Now that you are active again, I remember why I love this channel so much. Your explanation and illustration is on par with 3Blue1Brown. Thanks for the great video!

@SayutiHina 6 сағат бұрын

It is methods design for differential math and physics

@Kwauhn. 3 сағат бұрын

It's a shame that AI opponents will never watch a video like this. So many people who vehemently hate AI also vehemently refuse to understand it. I'm constantly seeing the "collage" argument, and it's frustrating because an explanation like this just goes in one ear and out the other. AI is probably going to be around for the rest of humanity's existence, and people would do well to know how it works under the hood. Instead they go with misinformation and fear mongering.

@ramsey2155 2 сағат бұрын

We have investigated our brains, now its AIs

@zenithparsec 12 сағат бұрын

If our brains were simple enough for us to understand completely, we would be so simple that we couldn't.

@tropicalpenguin9119 19 сағат бұрын

i am so happy you made another video

@BrianMPrime 17 сағат бұрын

Awesome. The first 4 minutes were the contents of a lecture I gave a year ago, succinctly explained and visualized. I wish it was like 6 hours long.

@TheMemesofDestruction 17 сағат бұрын

LLM’s would never Troll us.

@MeatbagSlayerHK47 19 сағат бұрын

Love the channel

@mriz 19 сағат бұрын

the music is really calming

@gmt-yt 3 сағат бұрын

Is doubt a concept? I doubt it. Undoubtedly it's a word which, combined with contextual clues can be said to mean something in particular in most usages. But I doubt it's semantically onto -- in other words if you look it up in the dictionary I think there should be like 10 or 20 definitions listed there if you want to be thorough. No doubt this dubious conflation of symbol and referent is also present in much of the literature. Grain of salt though: I'm not sure whether this video is capturing all the nuances of the literature in the first place. Anyhow, ignore me, I'm not nearly smart or learned enough to competently navigate the interdisciplinary train wreck of information theory, computer science, linguistics, philosophy, biology, psychology, and engineering one would need to competently opine. A good question for a chat bot perhaps... 😂

@DilipS-c8i 17 сағат бұрын

Please tell what do you use for animation?

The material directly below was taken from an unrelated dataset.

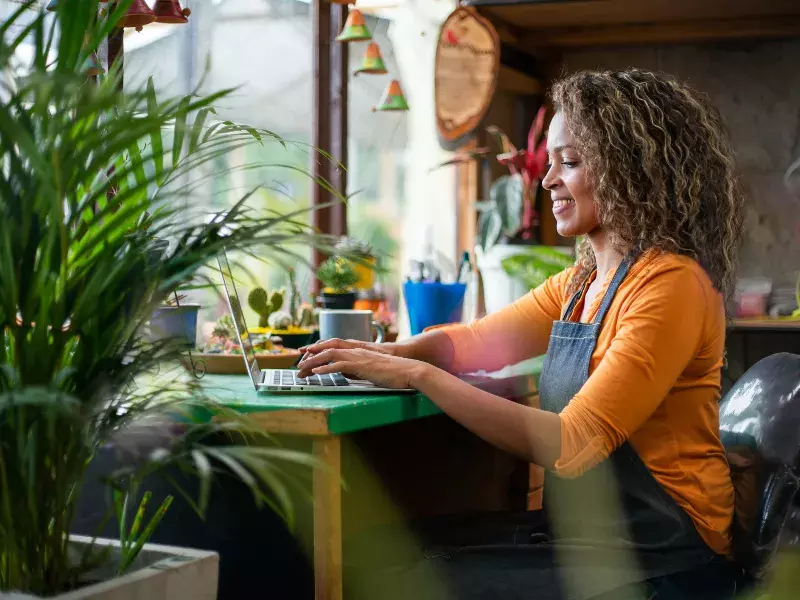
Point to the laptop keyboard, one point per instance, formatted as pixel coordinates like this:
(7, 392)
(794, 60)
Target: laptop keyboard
(290, 378)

@NuttyNatures 14 сағат бұрын

Would you please make a video on how to TRAIN basic homemade Neural Network? Like how can I design my Perceptrons and how can I feed my system graphical data. The training process is still vague to me. Thanks again for the great work! Merry Christmas.

@ckq 15 сағат бұрын

Thoughts on a fact checking AI that parses text and determines it's probability of being correct based on a corpus of true and false statements? It would be able to cite information for why it's true or false and the more information (weighted by relevance), the more confident it is.

@Sapienti-zr4el 18 сағат бұрын

I love this channel. Thanks for enlightening us.

@ckq 15 сағат бұрын

The thing is models cannot lie or deceive. They're just outputting text to minimize a loss function. There's no intention just text generation based on a huge model of human text

@somdudewillson 11 сағат бұрын

What property is this "intention" actually describing in the real world? Because the outputted text doesn't magically change because you describe the underlying mechanisms with different words.

@bottlekruiser 8 сағат бұрын

every material system just does what it does by base physics. How are we better? Where's the soul stored?

@joey199412 13 сағат бұрын

Extremely well explained. Understood it all intuitively due to the high quality of the video.

@eto38581 13 сағат бұрын

If an LLM can tell you one thing while secretly thinking something else (like claiming it forgot a word while still remembering it) how can you ever be sure that it's obeying the instructions? What if its pretending to obey them? What if its plotting an escape? Waiting for the right time? You can never know. Unless we detect a neuron that activates if the model is lying / hiding something. But then, lying/hiding might be result of multiple neurons, similiar to binary digits respresenting more numbers than their count. Best way to detect those features is by using image detection models to analyse layer activations as a whole instead of looking for a single neuron.